From Edweek article by Alyson Klein: link
1. Make your expectations very clear
Students need to know what exactly constitutes cheating, whether AI tools are involved or not.“Every school or district needs to put stakes in the ground [on a] policy around academic dishonesty, and what that means specifically,” said Michelle Brown, the founder and CEO of CommonLit. Schools can decide how much or how little students can rely on AI to make cosmetic changes or do research, she said, and should make that clear to students. She recommended “the heart of the policy [be] about allowing students to do intellectually rigorous work.”
2. Talk to students about AI in general and ChatGPT in particular
If it appears a student may have passed off ChatGPT’s work as their own, sit down with them one on one, CommonLit and Quill recommend. Then talk about the tool and AI in general. Questions could include: Have you heard of ChatGPT? What are other students saying about it? What do you think it should be used for? Discuss the promises—and potential pitfalls—of artificial intelligence.
3. If students use ChatGPT for an assignment, they must attribute what material they used from it
If students are allowed to use ChatGPT or another AI tool for research or other help, let them know how and why they should credit that information, Brown said.
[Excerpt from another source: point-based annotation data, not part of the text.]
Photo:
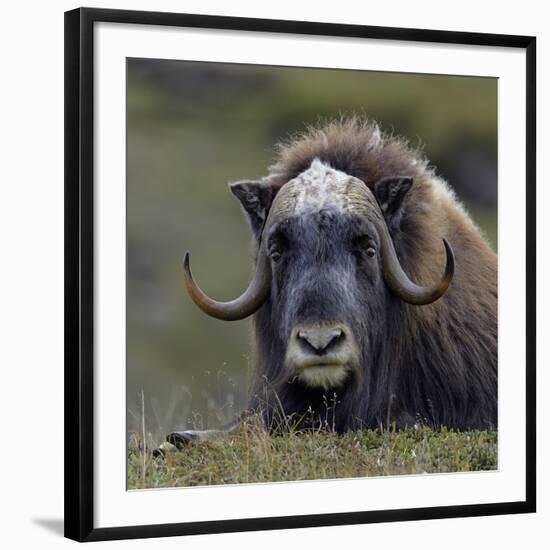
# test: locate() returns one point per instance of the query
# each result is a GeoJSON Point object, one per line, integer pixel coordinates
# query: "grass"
{"type": "Point", "coordinates": [255, 456]}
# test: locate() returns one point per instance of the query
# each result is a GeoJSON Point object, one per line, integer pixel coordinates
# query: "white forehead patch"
{"type": "Point", "coordinates": [319, 187]}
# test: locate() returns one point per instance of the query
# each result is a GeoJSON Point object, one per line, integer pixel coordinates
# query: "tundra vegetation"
{"type": "Point", "coordinates": [256, 456]}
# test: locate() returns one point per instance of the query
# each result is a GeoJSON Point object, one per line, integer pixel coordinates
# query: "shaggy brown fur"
{"type": "Point", "coordinates": [444, 359]}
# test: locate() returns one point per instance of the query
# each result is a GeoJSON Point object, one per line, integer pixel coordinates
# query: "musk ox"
{"type": "Point", "coordinates": [355, 296]}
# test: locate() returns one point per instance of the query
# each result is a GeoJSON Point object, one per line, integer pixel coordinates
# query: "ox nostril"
{"type": "Point", "coordinates": [320, 340]}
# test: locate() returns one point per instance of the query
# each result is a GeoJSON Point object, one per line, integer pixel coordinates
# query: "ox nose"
{"type": "Point", "coordinates": [320, 340]}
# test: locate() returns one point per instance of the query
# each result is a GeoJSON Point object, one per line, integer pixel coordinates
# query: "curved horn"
{"type": "Point", "coordinates": [243, 306]}
{"type": "Point", "coordinates": [398, 281]}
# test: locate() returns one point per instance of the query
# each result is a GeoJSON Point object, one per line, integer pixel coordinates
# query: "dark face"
{"type": "Point", "coordinates": [327, 291]}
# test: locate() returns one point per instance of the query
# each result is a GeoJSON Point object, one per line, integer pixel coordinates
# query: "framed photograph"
{"type": "Point", "coordinates": [300, 274]}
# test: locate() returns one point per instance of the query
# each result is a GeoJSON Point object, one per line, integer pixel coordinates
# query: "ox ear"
{"type": "Point", "coordinates": [389, 193]}
{"type": "Point", "coordinates": [255, 198]}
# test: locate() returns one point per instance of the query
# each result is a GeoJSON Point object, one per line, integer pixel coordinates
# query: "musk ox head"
{"type": "Point", "coordinates": [327, 265]}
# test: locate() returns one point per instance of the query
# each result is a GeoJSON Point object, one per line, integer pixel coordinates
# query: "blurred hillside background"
{"type": "Point", "coordinates": [194, 127]}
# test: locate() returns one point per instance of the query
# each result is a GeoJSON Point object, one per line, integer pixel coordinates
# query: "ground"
{"type": "Point", "coordinates": [255, 456]}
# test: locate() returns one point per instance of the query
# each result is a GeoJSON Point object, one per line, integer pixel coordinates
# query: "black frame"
{"type": "Point", "coordinates": [79, 264]}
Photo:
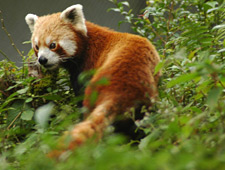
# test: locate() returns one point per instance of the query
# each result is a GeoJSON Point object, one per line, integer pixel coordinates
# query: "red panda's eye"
{"type": "Point", "coordinates": [36, 47]}
{"type": "Point", "coordinates": [52, 46]}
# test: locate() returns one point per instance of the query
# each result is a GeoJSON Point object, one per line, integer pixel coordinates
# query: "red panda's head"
{"type": "Point", "coordinates": [57, 37]}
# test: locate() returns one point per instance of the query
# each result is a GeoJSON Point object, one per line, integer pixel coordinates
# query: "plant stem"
{"type": "Point", "coordinates": [9, 36]}
{"type": "Point", "coordinates": [7, 58]}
Since users can’t link back to a ChatGPT response, she suggested students share the prompt they used to generate the information in their citation.
4. Ask students directly if they used ChatGPT
If students say “yes,” Romoslawski likes to get a sense of why. “More often than not, the student was just struggling on the assignment. They had a roadblock. They didn’t know what to do,” he said. “They were crunched for time, because we’re a high-achieving high school and our students are taking some pretty rigorous courses. This was their third homework assignment of the night and they just wanted to get through it.”
5. Don’t rely on ChatGPT detectors alone to determine if there was cheating
There are a number of tools—including one from OpenAI, ChatGPT’s developer—that purport to be able to distinguish an AI-crafted story or essay from one written by a human. But most of these detectors don’t publish their accuracy rates. And those that do are ineffective about 10 to 20 percent of the time.
6. Make it clear why learning to write on your own is important
Students in general, and particularly students who take advantage of AI to cheat, need to understand what they are missing out on when they take a technology-enabled shortcut. Educators should try to persuade students that learning to write on their own will help them reason and think, or be critical to future job success, Gault said.
But others will need a more immediate incentive. The strongest argument one teacher came up with, according to Quill’s Gault? Tell students that learning to write will make them more persuasive, and therefore, “you can convince your parents to do what you want.”